Resulting in the following visualization

https://fccsw.web.cern.ch/fccsw/tutorials/static/png/jsroot_lar.png

Noble Liquid Calorimeter visualized with JSROOT

Second conversion (.root -> .gltf) requires additional configuration and can be done using the root_cern-To_gltf-Exporter. We have to create menu items, suppress drawing of detector parts which are too detailed or can affect the performance.

The root_cern-To_gltf-Exporter converter runs in the browser and is configured with an HTML page. It is recommended to run the converter on the local machine, but it should be possible to run it also on the remote machine over SSH with XWindowing enabled.
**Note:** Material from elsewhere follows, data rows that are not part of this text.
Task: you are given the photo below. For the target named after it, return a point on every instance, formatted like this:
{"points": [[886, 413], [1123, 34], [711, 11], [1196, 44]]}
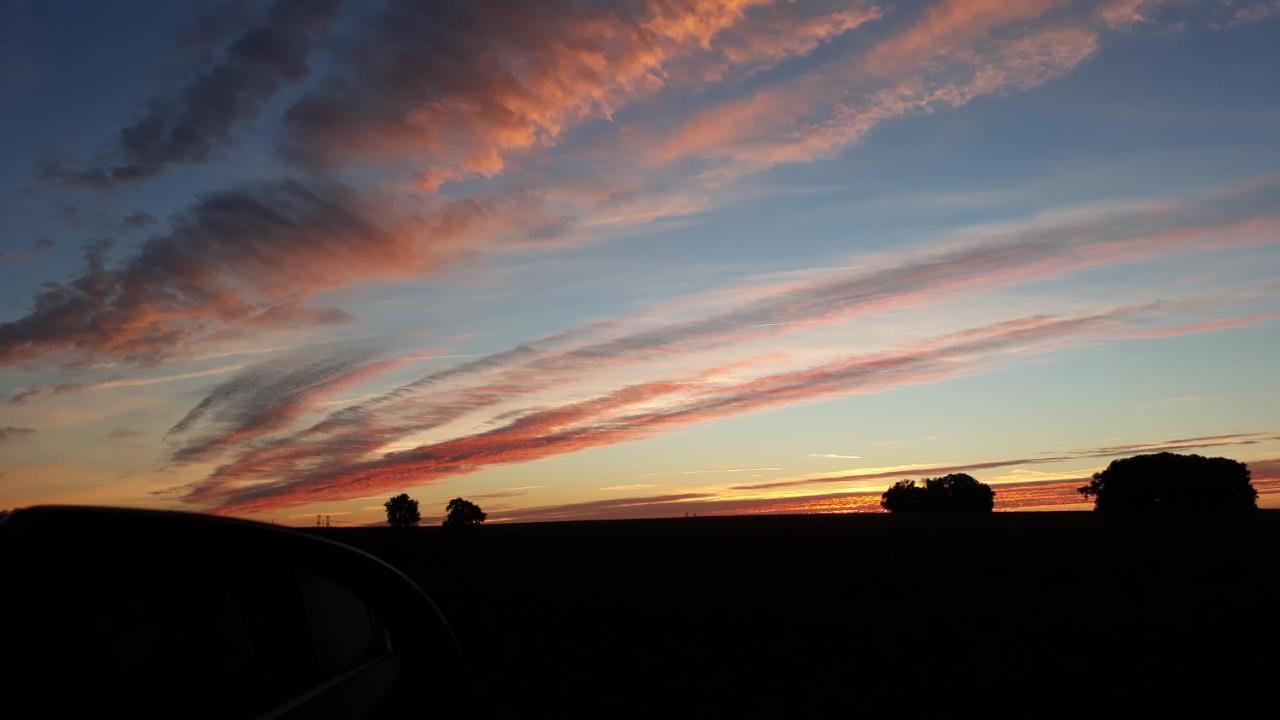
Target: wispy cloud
{"points": [[618, 415], [188, 124], [9, 432], [942, 469]]}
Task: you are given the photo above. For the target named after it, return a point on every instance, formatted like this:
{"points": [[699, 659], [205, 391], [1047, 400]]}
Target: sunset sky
{"points": [[630, 258]]}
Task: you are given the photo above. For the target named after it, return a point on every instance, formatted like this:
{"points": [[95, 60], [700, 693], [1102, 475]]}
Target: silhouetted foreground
{"points": [[805, 615]]}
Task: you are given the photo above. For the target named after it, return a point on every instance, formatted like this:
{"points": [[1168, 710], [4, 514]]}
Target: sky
{"points": [[581, 259]]}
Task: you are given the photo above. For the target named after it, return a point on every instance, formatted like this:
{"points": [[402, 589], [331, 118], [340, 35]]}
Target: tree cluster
{"points": [[956, 492]]}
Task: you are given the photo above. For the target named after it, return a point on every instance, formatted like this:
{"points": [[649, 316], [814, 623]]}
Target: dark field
{"points": [[810, 615]]}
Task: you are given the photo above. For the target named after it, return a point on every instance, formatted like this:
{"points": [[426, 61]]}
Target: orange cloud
{"points": [[604, 420]]}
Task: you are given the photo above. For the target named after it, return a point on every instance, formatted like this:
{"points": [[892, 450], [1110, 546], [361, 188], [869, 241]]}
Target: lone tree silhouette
{"points": [[1168, 481], [949, 493], [402, 511], [461, 513]]}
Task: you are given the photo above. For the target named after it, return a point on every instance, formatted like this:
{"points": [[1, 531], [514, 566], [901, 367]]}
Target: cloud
{"points": [[237, 256], [37, 249], [188, 124], [138, 220], [949, 27], [123, 432], [268, 396], [1112, 451], [462, 85], [115, 382], [944, 59], [1252, 13], [978, 260], [9, 432], [621, 415], [251, 256]]}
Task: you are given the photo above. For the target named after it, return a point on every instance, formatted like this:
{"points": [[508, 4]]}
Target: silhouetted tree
{"points": [[461, 513], [402, 511], [1168, 481], [949, 493]]}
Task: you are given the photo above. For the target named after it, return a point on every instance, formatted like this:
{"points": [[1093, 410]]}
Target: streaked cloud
{"points": [[606, 419], [188, 124], [9, 432]]}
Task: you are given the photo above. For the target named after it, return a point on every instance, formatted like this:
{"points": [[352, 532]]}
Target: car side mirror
{"points": [[133, 613]]}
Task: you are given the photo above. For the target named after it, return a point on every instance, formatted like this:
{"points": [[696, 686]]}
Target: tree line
{"points": [[1143, 483]]}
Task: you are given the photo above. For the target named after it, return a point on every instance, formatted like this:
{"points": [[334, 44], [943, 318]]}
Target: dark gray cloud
{"points": [[39, 247], [232, 258], [138, 220], [123, 432], [188, 124], [265, 397]]}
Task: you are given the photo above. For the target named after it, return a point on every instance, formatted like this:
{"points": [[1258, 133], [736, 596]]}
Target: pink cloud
{"points": [[604, 420]]}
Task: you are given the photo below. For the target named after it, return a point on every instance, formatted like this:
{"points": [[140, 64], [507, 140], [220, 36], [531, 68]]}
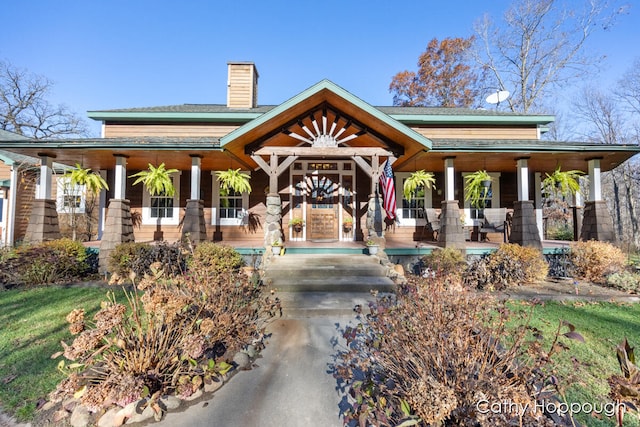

Let’s start with cloning the converter repository

git clone https://github.com/HSF/root_cern-To_gltf-Exporter.git
cd root_cern-To_gltf-Exporter

then, we create new file fccee_lar_conversion.html and use, for example, the following configuration for the FCCee Noble Liquid Calorimeter:

<html>

  <head>
    <script src="https://unpkg.com/three@0.139.1/build/three.js"> </script>
    <script src="https://unpkg.com/three@0.139.1/examples/js/exporters/GLTFExporter.js"> </script>
    <script src="https://root.cern/js/latest/scripts/JSRoot.core.js"> </script>
    <script src="https://cdnjs.cloudflare.com/ajax/libs/FileSaver.js/1.3.8/FileSaver.js"></script>
  </head>

<body>
  <script type="module">

    import { convertGeometry } from './phoenixExport.js';

    var hide_children = [
      "passive_",
      "active_",
      "PCB_"
    ];

    var subparts = {
        "Cryo Front" : [["ECAL_Cryo_front_0"], .8],
        "Cryo Back" : [["ECAL_Cryo_back_1"], .8],
        "Cryo Sides" : [["ECAL_Cryo_side_2"], .8],
        "Services Front" : [["services_front_3"], .6],
        "Services Back" : [["services_back_4"], .6],
        "Bath": [["LAr_bath_5"], true]
    }

    convertGeometry("./fccee_lar.root", "fccee_lar.gltf",
                    4, subparts, hide_children, "default", 120);
  </script>
</body>

Last missing peace is the ROOT file containing the detector geometry fccee_lar.root which we should also copy into the converter directory.

To start the converter do

./run

which will start the web server and show URL to which we can connect through the web browser

Started http server to serve requests at:
http://127.0.0.1:8000

In the web browser we should see directory listing similar to this one:

https://fccsw.web.cern.ch/fccsw/tutorials/static/png/gltfconv.png

clicking on the fccee_lar_conversion.html starts the conversion. At the end of it the automatic download pop-up should appear in the browser window. The glTF file can be uploaded into Playground section of the Phoenix application by selecting the correct geometry file format:

https://fccsw.web.cern.ch/fccsw/tutorials/static/png/phoenix_playground_upload.png

The resulting visualization will be similar to the following screenshot

https://fccsw.web.cern.ch/fccsw/tutorials/static/png/phoenix_playground_lar.png

Example reconstructed event in CLD detector

glTF File

The obtained glTF file should look similar to this one [Right click to download].

LAr Clusters

Try to reconstruct calorimeter clusters in LAr Calorimeter and visualize them in the Phoenix Playground alongside with the detector.